As the backbone of the USSR’s terrorism on its own citizens, the gulags required the millions of prisoners in their system to actually do something useful to the state before they were either killed or released. This amounted to slave labor, with appalling working conditions and (previously mentioned) inadequate rations. It is believed that the type of work a prisoner received ultimately decided whether they would live or die. Most sent to work in the timber or mining industries were considered dead men, considering the unrealistic quotas and the amount of labor required to cut out a chunk of coal, or a piece of timber.Those with easier jobs, known as “trustees”, worked in the barber shop, cafeteria, bathhouses, and other indoor locations away from the harsh elements of the outside workers. Trustees could actually control the other prisoners’ lives, deciding who would be on break and who would get more rations. Many trustees got into their position of power via bribes with camp administrators or sexual favors.

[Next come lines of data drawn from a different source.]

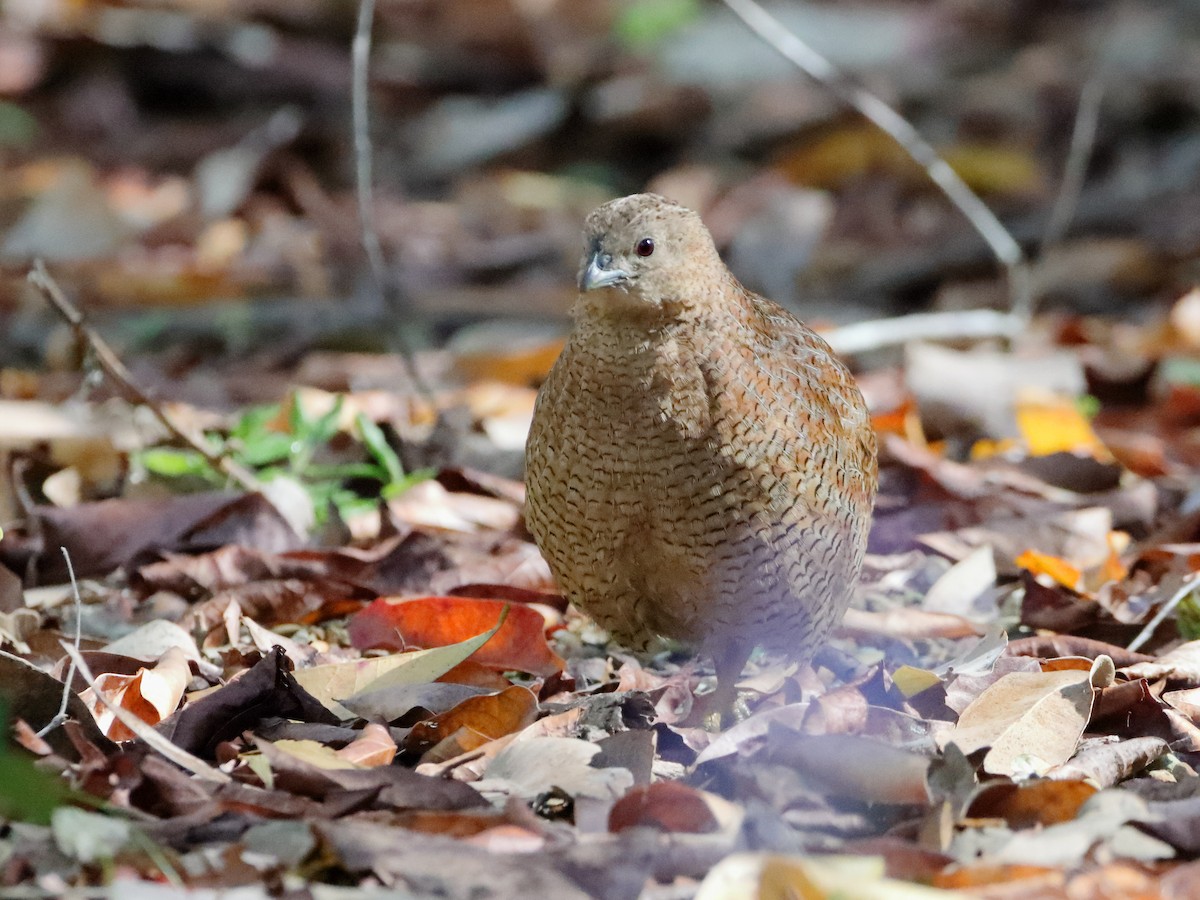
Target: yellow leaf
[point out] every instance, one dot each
(911, 681)
(1054, 568)
(1054, 425)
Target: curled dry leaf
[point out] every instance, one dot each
(375, 747)
(151, 695)
(1031, 720)
(665, 805)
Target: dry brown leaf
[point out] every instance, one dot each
(151, 695)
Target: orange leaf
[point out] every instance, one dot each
(439, 621)
(483, 718)
(1056, 569)
(1054, 425)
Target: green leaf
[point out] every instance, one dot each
(376, 443)
(17, 127)
(89, 837)
(174, 462)
(265, 448)
(347, 471)
(1188, 618)
(336, 681)
(395, 489)
(253, 423)
(312, 433)
(647, 22)
(1089, 406)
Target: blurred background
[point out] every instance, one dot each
(187, 172)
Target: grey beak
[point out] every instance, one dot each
(600, 274)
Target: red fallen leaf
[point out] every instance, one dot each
(666, 805)
(439, 621)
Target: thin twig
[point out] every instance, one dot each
(1187, 587)
(112, 366)
(61, 715)
(153, 738)
(364, 174)
(1083, 141)
(877, 334)
(816, 66)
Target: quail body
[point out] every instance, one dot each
(701, 467)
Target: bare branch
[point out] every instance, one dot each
(877, 334)
(816, 66)
(364, 174)
(112, 366)
(1083, 141)
(61, 715)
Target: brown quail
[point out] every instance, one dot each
(700, 467)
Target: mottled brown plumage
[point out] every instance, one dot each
(700, 466)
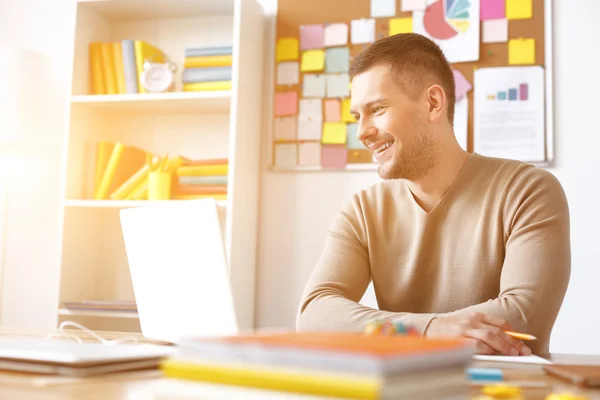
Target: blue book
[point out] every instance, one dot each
(206, 74)
(208, 51)
(129, 67)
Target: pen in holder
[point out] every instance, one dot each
(159, 183)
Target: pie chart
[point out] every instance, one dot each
(445, 19)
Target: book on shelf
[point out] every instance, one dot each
(335, 364)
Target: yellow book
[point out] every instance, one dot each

Publicized USSR propaganda claimed that gulags were an essential cog in Russia’s economy, but the camps were not as successful as they were marketed to the world. An exception to this is the large amounts of gold mined in SIberia, but otherwise the actual laborers were either too sick, starving, or injured to provide a “profit” in natural resource production. A glaring example of this is the White Sea Canal project, in which 170,000 prisoners were forced to dig a 141-mile canal connecting the Baltic and White Seas in 20 months. Prisoners did finish the project, but 15% of the laborers died while working on the spot, not including those who died afterward from exhaustion or illness. Hailed as a huge success, even by the United States, the White Sea-Baltic Sea Canal turned out to be “too narrow and too shallow”, presumably due to the outdated equipment issued to prisoners and the horrible time constraints.
One of the most feared camps in the gulag system was Kolyma, an extremely remote camp northeast of the USSR (now Siberia). A gold mining slave labor camp, Kolyma was rumored to be in a state of constant winter, and was only reachable during the few months when the waterways became “warm” enough to thaw. Now, a 2,250 km (1,258 mi) highway appropriately labeled the “Road of Bones” connects the Kolyma region to the rest of Siberia as an overland route. It was constructed by Kolyma prisoners, and those who died were buried right under the concrete road.